Lombard via unanimous decision
Derrick Lewis vs Travis Browne
As I said earlier, the current version of Browne is not very good. A tall (6’7”) and lanky striker who took unorthodox angles and had the athletic ability to uncork powerful punches on the run would be the best way to describe the best version of Browne. That hasn’t been seen since his KO victory over Josh Barnett via nasty elbows while defending a take-down, all the way back to 2013. Outside of a victory via eye poke over Matt Mitrione, Browne hasn’t looked good at all and has been badly beaten on the feet while displaying little energy and a surprising lack of take-down defense that used to be a strength of his. Derrick Lewis, on the other hand, is riding a great 5 fight win streak with 4 finishes in those 5 wins including a couple of thunderous ground TKOs.
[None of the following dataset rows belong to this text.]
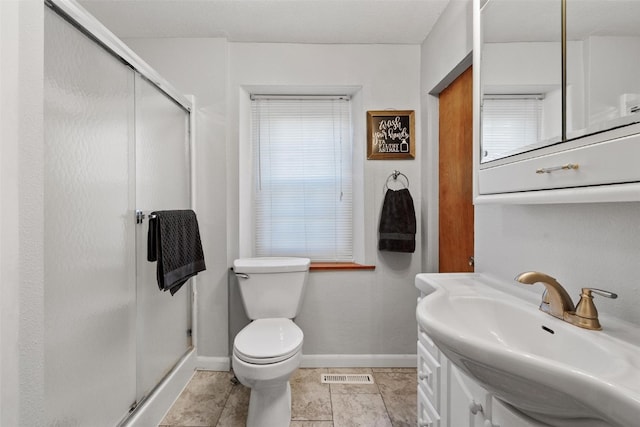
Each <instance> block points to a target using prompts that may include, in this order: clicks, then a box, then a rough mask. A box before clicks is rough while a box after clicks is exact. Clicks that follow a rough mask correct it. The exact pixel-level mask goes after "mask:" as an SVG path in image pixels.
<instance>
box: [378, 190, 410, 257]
mask: <svg viewBox="0 0 640 427" xmlns="http://www.w3.org/2000/svg"><path fill="white" fill-rule="evenodd" d="M378 231H379V232H380V238H379V240H378V249H379V250H381V251H392V252H415V250H416V212H415V210H414V208H413V199H412V198H411V193H409V189H407V188H403V189H402V190H391V189H388V190H387V192H386V193H385V195H384V203H383V204H382V213H381V215H380V227H379V228H378Z"/></svg>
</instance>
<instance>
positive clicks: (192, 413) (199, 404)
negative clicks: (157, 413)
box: [160, 371, 233, 427]
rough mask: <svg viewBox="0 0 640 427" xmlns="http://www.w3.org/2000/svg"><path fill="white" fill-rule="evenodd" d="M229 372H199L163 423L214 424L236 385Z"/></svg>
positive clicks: (198, 424)
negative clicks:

He’s got an uncanny ability to turn the tide of the fight in an instant if he’s able to get top control at any point of the fight. Once in top control, Lewis sledgehammers away at his foe Gregor Clegane-style as the ref is forced to step in before Lewis squeezes their head into oblivion. He’s easily top 5 as far as power in the division, which gives him an edge against anyone he faces. So why is Lewis such a short favorite?
Browne has the length to bother Lewis and ideally test his chin while keeping away at a safe distance from Lewis’ earth-shattering power. Lewis doesn’t have the reach or speed to close the distance against someone who knows how to utilize footwork and cage movement, something Browne used to be good at. Used being the operative word here. Lately, Browne has allowed opponents to lunge into his private bubble and eliminate him as if he was a ruffian on the run. Lewis can be inactive at times and stays idle for too long, needing an exchange just to close the gap. That’s really the only way Browne can win against the Black Beast, using muscle memory to dance his way around the octagon and land crazy kicks ala Shawn Jordan who KO’d Lewis with an incredible hook kick. Lewis is quite literally a mountain of a man who’s improved his ground defense enough that he can reverse positions, so I don’t see Browne taking Lewis down or even coming close to coughing on him lest he be ousted by a Lewis right hand. Unfortunately for Browne, Lewis is just on a roll right now and has the confidence to take on anyone. Browne has no confidence right now and this may end up being a retirement fight for him if his defensive struggles continues. Let’s not forget the Arlovski/Browne fight. By the way, this is a 5 round fight so let’s not assume it’s going to decision.